Here we have shown how an artificial device (cursor/robot) can be controlled directly by the brain. This was achieved by volitionally modulating neural ensemble activity through a decoding algorithm that performs a linear mapping between the neuronal activation in several areas of the primate’s brain and its behavioral output. However, in order fully to restore control of upper limb movements, a neuroprosthetic device may need to incorporate general physiological principles of how motor signals underlying these movements are encoded in the brain. In other words, the decoding algorithms may need to incorporate physiological knowledge. Still, this may not be enough to reach the performance level an injured patient would desire. In fact, dexterous manipulation in humans is one of the most impressive examples of motor control, and requires a significant amount of skill. The relatively low bandwidth in current BMI works (~10 Hz) and the lack of sensory feedback makes the task of restoring hand dexterity using an artificial limb (or robotic actuator) extremely challenging, and perhaps not feasible with current technology.
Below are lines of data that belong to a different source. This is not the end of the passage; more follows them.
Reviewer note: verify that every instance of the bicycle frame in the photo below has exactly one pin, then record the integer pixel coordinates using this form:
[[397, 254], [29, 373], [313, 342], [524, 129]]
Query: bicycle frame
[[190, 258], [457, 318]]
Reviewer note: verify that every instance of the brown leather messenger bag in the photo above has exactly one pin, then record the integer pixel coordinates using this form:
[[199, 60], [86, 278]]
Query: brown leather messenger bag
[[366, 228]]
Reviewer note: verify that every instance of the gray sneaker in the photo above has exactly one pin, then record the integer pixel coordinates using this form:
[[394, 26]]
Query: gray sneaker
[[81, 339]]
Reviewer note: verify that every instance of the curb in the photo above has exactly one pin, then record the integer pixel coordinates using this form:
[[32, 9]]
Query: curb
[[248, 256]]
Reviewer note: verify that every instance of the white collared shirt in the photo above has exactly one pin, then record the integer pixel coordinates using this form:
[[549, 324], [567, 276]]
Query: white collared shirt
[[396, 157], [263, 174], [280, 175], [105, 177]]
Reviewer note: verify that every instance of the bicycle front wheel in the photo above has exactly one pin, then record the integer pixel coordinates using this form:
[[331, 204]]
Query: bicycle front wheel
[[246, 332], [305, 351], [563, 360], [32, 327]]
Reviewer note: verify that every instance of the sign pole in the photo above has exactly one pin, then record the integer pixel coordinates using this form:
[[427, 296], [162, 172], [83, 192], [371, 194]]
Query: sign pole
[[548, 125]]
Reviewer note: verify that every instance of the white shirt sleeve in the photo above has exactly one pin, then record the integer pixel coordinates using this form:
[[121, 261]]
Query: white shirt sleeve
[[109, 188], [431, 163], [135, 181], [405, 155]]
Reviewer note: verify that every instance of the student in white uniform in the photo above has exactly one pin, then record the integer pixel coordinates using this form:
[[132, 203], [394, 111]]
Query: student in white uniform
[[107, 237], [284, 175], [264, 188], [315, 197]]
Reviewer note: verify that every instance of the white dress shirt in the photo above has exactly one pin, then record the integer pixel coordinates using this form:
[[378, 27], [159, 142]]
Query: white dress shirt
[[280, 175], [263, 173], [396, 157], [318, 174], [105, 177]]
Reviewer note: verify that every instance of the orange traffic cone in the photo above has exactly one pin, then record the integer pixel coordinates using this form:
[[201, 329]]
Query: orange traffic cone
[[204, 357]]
On the other hand, there is the availability of the robotic domain, namely exploiting the fields of control theory and artificial intelligence, among others, and creating a hybrid BMI that will incorporate both real (neuronal) and artificial signals in a way that would allow a patient to accomplish tasks more accurately than when using neuronal signals only. For example, one could think of a BMI that will decode the intention of movement directly from neuronal signals, and leave the path planning execution, obstacle avoidance, and final refinement on grasping to a control module incorporated into the robot. This control module would have inputs from neuronal signals as well as readings from sensors embedded in the robot. At this point, the following question arises: what ratio of neuronal versus artificial signal is needed for optimal control of a BMI? In response, Kim et al. (2006) introduced the concept of continuous shared control (CSC) in BMIs. As the authors indicate:

the control is continuous because the interaction is immediate and does not have the “wait and see” characteristics of a planner-based approach or the switching characteristic of a traded-control. The control is shared because it always reflects input of both brain and sensor, as distinguished from traded control where control switches discreetly from direct operator control to the autonomy of the robot depending on task and situation.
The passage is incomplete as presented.